Objektivierter Ertragswert vs. Sachzeitwert

8. Juli 2013 um 16:11 von

NetzWird der Konzessionsvertrag eines örtlichen Verteilnetzbetreibers durch die zuständige Gemeinde nicht verlängert, ist er gemäß § 46 II 2 EnWG verpflichtet, seine für den Netzbetrieb notwendigen Verteilungsanlagen dem neuen Energieversorgungsunternehmen „gegen Zahlung einer wirtschaftlich angemessenen Vergütung“ zu übereignen.

Die Bestimmung dessen, was wirtschaftlich angemessenen ist, stellt bei Netzübernahmen häufig einen der wesentlichen Streitpunkte dar: Ist der objektivierte Ertragswert oder aber der  Sachzeitwert eine wirtschaftlich angemessene Vergütung im Sinne des § 46 II 2 EnWG?

Zu dieser spannenden und in der Literatur weithin umstrittenen Frage sind nun fast zeitgleich ein Aufsatz im aktuellen Heft des Deutschen Verwaltungsblattes (DVBl.)  von Dr.
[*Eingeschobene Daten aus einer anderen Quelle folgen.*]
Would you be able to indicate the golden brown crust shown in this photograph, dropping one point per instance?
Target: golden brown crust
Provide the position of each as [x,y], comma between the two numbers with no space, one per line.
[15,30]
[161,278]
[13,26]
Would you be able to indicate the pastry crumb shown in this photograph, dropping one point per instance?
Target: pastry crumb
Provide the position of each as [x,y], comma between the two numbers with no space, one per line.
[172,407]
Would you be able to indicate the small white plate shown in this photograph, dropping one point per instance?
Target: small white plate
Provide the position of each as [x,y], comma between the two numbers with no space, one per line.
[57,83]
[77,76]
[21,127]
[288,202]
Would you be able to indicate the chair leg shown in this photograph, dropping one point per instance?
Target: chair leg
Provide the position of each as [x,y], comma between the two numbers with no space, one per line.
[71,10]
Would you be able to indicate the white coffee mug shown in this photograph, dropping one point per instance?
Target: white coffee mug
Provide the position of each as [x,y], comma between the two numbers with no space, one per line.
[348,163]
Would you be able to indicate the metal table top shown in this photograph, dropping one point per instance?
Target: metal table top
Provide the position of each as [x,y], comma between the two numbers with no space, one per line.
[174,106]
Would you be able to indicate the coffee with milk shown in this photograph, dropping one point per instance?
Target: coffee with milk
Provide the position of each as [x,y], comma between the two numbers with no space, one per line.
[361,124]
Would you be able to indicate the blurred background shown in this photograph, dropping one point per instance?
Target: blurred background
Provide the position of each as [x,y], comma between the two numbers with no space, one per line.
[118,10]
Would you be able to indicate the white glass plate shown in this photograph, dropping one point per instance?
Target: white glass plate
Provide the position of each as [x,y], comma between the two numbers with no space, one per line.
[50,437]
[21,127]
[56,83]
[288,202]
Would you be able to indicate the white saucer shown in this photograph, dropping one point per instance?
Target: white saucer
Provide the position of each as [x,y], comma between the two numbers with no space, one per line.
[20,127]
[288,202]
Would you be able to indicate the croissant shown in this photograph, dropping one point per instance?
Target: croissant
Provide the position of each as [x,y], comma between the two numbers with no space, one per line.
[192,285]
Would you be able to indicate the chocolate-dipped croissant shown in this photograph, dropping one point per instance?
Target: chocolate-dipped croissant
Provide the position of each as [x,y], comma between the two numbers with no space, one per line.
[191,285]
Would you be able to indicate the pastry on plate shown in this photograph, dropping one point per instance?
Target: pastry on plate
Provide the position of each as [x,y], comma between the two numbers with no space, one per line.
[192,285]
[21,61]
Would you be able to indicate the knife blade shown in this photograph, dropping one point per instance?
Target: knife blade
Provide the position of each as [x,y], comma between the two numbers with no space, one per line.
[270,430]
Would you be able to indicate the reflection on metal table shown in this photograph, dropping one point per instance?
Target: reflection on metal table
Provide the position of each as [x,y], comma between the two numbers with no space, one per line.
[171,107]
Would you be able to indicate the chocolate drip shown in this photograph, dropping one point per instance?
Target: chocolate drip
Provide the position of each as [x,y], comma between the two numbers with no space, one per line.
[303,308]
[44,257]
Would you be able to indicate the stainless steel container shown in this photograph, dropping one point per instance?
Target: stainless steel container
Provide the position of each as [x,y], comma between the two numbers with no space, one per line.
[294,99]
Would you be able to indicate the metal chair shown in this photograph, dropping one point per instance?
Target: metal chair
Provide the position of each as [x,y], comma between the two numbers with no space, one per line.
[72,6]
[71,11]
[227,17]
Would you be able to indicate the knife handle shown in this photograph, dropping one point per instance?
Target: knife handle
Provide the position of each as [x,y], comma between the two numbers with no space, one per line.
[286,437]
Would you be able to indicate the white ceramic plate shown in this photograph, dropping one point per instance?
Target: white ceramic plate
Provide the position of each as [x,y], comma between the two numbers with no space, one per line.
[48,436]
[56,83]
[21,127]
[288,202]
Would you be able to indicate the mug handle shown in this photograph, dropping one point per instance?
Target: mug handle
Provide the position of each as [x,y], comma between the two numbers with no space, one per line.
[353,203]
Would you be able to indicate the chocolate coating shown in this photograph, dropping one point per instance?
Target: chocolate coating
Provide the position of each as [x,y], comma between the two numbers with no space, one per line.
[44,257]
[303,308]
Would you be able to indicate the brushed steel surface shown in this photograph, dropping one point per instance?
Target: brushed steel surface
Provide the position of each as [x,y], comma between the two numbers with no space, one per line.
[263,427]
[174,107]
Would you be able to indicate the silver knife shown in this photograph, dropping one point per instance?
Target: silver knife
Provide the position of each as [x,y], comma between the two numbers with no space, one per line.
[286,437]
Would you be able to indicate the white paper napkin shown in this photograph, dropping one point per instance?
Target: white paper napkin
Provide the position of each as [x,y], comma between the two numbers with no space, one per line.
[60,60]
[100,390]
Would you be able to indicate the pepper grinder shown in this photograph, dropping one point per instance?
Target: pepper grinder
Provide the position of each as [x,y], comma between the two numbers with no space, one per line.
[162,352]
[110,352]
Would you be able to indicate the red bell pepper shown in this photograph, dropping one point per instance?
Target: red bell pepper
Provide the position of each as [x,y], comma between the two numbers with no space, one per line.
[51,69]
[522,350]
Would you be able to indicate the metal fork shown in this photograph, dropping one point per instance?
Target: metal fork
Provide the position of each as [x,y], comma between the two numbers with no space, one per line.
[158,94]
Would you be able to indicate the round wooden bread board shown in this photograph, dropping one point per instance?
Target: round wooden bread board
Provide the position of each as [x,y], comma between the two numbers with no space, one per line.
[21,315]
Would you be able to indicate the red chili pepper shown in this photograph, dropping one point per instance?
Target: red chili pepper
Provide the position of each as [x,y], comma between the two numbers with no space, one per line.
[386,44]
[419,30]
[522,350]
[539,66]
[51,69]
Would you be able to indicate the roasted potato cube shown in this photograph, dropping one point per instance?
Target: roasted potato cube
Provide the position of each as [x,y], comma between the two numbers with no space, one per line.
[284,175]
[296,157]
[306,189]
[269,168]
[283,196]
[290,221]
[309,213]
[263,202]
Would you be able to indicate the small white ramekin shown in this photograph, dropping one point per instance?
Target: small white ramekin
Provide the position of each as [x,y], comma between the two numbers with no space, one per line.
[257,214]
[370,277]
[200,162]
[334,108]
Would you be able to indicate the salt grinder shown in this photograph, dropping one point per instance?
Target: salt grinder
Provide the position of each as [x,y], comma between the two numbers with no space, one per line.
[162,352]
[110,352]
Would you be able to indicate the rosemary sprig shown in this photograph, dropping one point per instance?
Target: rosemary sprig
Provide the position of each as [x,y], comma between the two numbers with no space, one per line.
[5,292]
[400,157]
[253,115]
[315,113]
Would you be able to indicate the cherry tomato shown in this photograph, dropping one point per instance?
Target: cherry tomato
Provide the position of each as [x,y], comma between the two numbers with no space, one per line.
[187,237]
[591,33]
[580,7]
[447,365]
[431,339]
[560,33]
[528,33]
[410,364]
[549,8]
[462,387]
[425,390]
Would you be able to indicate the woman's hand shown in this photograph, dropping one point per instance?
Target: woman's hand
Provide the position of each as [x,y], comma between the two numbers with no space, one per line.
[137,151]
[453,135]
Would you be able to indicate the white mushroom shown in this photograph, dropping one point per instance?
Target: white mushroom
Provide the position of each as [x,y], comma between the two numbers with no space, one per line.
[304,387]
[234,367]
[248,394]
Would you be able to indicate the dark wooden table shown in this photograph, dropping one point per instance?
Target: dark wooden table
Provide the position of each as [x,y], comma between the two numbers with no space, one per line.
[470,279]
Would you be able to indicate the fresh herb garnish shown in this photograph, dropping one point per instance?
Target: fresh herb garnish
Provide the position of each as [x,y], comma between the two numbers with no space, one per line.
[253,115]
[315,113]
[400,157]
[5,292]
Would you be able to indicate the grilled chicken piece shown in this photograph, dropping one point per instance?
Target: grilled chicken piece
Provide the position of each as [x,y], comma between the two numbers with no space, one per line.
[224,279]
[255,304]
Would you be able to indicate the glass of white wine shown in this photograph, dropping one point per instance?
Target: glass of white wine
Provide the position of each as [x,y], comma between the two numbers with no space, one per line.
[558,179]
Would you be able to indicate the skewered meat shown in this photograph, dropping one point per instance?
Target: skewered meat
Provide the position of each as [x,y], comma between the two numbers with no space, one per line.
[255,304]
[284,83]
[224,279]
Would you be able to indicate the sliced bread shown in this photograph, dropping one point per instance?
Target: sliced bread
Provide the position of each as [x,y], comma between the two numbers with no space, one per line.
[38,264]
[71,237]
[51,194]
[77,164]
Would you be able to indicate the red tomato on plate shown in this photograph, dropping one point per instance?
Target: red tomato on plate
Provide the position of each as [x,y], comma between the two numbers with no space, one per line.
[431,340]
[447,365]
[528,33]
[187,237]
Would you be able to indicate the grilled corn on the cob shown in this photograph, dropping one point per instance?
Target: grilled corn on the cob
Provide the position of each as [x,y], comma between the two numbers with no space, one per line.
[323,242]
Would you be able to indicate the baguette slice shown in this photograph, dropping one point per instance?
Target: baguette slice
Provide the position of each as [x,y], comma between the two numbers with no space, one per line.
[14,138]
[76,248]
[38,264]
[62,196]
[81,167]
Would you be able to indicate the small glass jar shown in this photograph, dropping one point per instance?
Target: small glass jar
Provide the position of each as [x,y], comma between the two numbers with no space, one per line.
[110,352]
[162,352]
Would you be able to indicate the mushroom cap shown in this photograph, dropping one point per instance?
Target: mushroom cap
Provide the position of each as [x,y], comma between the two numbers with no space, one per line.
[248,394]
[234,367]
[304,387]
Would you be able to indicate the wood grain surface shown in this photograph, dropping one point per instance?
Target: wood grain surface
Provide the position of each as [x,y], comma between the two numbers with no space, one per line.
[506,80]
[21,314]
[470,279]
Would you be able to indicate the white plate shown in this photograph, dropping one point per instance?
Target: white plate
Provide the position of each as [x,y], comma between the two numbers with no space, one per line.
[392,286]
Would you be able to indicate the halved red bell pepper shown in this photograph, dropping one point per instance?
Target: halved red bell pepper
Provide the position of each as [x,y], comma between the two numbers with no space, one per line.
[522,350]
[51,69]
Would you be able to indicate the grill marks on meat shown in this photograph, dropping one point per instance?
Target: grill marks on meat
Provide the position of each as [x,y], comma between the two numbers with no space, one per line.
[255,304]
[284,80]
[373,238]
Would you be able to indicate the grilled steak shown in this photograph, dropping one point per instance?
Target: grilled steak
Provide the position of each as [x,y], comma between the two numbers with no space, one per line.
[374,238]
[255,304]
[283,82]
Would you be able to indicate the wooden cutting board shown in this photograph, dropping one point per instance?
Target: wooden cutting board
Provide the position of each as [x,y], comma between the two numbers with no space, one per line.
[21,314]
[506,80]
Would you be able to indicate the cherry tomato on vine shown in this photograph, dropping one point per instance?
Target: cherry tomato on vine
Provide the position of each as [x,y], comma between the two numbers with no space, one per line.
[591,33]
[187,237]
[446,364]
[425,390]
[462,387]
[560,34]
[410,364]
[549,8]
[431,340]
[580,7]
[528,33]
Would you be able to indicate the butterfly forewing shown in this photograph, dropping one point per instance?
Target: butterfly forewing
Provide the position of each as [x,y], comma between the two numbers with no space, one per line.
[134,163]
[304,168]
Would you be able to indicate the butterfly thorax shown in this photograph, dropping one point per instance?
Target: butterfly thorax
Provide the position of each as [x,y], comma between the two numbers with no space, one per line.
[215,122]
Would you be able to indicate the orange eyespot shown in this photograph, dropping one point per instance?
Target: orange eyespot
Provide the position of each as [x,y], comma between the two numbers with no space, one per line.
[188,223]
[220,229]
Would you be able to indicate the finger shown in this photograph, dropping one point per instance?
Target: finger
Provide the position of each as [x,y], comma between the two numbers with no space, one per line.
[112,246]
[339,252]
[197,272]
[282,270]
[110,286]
Bianca Christ und Martin Jacob sowie ein Gutachten des Regensburger Rechtswissenschaftlers Prof. Dr. Jürgen Kühling erschienen. Erwartungsgemäß kommen der Aufsatz „Verfassungsfragen des Netzübergangs nach § 46 II 2 EnWG“  (DVBl. 2013, 782) und das Gutachten „Interpretation und verfassungsrechtliche Steuerungsvorgaben in Bezug auf die „wirtschaftlich angemessene Vergütung“ für Netzanlagen nach § 46 II 2 EnWG“, welches Kühling im Auftrag des europäischen Verbands der unabhängigen Strom- und Gasverteilerunternehmen (GEODE) erstellt hat, zu gegenläufigen Ergebnissen:

Abgeleitet aus einer verfassungskonformen Auslegung unter Bezug auf die „Squeeze-Out-Rechtsprechung“ des BVerfG fordern Christ/Jacob eine Vergütung des wahren Werts, der neben dem Ertragswert (einschließlich aller Synergien) auch den Wiederbeschaffungswert berücksichtigt. Demgegenüber hält Kühling allein den objektivierten Ertragswert der übergehenden Anlagen für maßgeblich und im Lichte der „Squeeze-Out-Rechtsprechung“ auch für vereinbar mit der Eigentumsgarantie aus Art. 14 GG.

Die Mehrheit der Instanzgerichte hält die Berücksichtigung von Synergien für geboten (so etwa OLG Koblenz RdE 2011, 191). Solange eine höchstrichterliche – gegebenenfalls verfassungsgerichtliche – Entscheidung zur Höhe der wirtschaftlich angemessenen Vergütung gemäß § 46 II 2 EnWG aussteht, bleibt es hier weiterhin spannend.